Politicians are now adding two more policies that are inflationary. They are increasing taxes on the primary sources of energy that keeps the world operating (hydrocarbons) via carbon taxes of all kinds. Additionally, national and international politicians are imposing sanctions on Russian energy.
Alternative Energy Technology is not ready for prime-time
No matter what you think about the use of hydrocarbons, alternate energy sources like windmills, solar, and batteries are technologies that are not yet ready to replace the consumption of hydrocarbons anytime soon. Hydrocarbons are used because they are both inexpensive and reliable.
Alternate energy technology is more expensive to produce (also inflationary) and uses lots of minerals. It will require a 1000 percent increase of mining production to produce the same unit of energy produced by hydrocarbons. This increase in mining would be bad for the environment, and cause higher mineral prices — more inflation!
Politicians are trying to force an energy technology shift via punitive taxation and rebate schemes. They’re willing to cause a lot of economic pain and destruction in their quixotic quest for energy nirvana.
Unfortunately, bad policy leads to bad outcomes. History shows us governments which deliberately increase the costs of core goods and services tend to create war, famine, and economic destruction.
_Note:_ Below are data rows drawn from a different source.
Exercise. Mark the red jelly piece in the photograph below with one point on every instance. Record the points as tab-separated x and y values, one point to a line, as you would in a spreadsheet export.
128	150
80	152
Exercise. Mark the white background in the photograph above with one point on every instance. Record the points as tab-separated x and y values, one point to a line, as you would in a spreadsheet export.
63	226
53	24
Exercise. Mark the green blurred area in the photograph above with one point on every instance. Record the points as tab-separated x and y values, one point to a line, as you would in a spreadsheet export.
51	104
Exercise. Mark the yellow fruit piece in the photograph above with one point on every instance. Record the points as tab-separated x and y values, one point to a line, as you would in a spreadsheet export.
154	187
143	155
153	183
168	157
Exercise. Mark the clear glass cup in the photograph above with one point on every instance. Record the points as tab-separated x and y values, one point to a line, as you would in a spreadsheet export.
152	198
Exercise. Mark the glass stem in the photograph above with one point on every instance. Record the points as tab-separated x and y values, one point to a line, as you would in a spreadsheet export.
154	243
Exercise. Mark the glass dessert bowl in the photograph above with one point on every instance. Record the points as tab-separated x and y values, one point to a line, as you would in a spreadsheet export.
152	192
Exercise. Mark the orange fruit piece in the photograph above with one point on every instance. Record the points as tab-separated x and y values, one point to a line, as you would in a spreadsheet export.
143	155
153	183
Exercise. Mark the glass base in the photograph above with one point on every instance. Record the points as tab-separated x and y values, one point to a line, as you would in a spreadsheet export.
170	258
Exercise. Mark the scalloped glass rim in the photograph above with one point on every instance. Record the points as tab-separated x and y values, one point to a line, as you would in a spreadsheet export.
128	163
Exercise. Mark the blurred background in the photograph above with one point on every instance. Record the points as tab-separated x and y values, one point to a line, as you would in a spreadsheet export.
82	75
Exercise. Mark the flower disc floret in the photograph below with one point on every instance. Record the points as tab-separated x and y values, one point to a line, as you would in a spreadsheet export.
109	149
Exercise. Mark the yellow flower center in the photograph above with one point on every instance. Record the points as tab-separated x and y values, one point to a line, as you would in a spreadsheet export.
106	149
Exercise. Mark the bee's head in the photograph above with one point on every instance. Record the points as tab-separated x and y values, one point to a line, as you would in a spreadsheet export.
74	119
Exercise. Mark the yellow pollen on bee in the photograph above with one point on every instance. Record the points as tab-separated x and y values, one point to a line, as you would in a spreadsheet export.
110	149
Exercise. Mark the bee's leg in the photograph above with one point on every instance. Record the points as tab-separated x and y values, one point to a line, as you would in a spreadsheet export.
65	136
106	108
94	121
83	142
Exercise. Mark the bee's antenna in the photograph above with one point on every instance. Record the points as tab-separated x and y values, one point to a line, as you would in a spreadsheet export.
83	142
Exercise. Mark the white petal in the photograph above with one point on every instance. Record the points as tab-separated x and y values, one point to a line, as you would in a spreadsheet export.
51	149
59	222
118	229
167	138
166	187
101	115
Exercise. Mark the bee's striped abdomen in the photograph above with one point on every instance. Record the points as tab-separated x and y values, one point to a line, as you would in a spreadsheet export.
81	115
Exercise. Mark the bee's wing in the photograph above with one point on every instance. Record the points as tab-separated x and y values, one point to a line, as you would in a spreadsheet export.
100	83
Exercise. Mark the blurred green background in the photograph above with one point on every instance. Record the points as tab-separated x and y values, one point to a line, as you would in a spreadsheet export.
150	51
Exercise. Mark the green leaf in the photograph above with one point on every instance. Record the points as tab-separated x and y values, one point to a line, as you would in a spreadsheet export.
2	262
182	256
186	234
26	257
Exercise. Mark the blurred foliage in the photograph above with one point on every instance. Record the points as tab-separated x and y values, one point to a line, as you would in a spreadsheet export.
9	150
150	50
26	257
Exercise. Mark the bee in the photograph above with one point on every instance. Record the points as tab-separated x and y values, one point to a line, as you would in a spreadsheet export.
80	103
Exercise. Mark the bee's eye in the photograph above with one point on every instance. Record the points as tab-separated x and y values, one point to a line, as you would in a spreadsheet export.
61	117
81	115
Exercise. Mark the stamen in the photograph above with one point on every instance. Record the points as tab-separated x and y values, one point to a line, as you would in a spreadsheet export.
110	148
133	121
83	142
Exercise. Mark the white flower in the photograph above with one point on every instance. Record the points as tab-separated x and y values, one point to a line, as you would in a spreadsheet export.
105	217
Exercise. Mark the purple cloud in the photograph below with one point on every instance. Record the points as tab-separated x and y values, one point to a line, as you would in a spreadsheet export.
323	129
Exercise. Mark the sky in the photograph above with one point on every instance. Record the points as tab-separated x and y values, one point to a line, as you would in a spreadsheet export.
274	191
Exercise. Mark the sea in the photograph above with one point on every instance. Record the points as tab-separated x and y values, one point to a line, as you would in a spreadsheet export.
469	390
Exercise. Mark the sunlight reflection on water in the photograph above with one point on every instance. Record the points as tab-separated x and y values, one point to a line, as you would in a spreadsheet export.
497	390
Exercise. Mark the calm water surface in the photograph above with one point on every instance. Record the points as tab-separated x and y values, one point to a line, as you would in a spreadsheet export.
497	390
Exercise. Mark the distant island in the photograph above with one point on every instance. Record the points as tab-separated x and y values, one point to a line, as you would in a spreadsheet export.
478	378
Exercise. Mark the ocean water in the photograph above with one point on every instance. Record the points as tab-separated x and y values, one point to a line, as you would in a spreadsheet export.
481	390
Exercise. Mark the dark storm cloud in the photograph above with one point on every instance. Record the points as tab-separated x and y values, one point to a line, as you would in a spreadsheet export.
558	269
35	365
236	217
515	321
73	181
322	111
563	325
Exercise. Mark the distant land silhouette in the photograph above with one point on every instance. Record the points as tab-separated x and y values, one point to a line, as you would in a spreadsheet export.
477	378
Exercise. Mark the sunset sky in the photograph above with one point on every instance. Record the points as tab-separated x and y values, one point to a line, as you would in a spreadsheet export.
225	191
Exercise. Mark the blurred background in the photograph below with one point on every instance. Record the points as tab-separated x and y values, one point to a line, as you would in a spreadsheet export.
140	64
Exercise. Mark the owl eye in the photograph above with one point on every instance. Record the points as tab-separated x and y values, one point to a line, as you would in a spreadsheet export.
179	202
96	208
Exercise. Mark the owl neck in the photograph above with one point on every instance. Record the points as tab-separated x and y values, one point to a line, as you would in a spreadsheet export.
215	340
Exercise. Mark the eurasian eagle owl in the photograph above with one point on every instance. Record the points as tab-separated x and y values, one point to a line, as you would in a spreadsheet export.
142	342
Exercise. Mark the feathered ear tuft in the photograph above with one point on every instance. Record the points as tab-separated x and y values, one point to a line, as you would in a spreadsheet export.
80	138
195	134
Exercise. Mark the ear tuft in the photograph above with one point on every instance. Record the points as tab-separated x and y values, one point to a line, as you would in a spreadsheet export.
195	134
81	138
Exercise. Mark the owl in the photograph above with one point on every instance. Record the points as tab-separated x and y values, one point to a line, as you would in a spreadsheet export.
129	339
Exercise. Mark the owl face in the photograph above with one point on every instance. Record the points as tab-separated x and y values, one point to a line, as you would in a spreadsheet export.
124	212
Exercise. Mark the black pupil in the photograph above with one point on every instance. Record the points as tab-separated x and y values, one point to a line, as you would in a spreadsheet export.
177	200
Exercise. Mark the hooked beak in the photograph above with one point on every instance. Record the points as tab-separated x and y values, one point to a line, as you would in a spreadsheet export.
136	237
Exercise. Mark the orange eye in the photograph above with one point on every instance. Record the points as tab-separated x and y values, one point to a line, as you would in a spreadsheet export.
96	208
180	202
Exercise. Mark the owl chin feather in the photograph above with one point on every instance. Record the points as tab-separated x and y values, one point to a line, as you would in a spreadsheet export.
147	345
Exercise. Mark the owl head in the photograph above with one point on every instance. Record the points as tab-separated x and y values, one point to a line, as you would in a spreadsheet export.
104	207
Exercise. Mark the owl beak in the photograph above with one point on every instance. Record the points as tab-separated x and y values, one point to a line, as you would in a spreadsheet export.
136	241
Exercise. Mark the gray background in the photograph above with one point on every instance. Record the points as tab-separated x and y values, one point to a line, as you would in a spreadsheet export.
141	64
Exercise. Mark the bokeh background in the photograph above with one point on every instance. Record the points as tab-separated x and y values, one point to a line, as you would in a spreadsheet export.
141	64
Washington state lawmakers should agree to Senator Braun’s request for a special session to lower energy costs … before our economy collapses under the weight of a powerful inflationary death spiral.
If Washington state Democrats fail to take action, please support your favorite Republican legislative campaign. Until Republicans are the majority party in Olympia, we the people will remain under the boot heel of those intent on our economic destruction.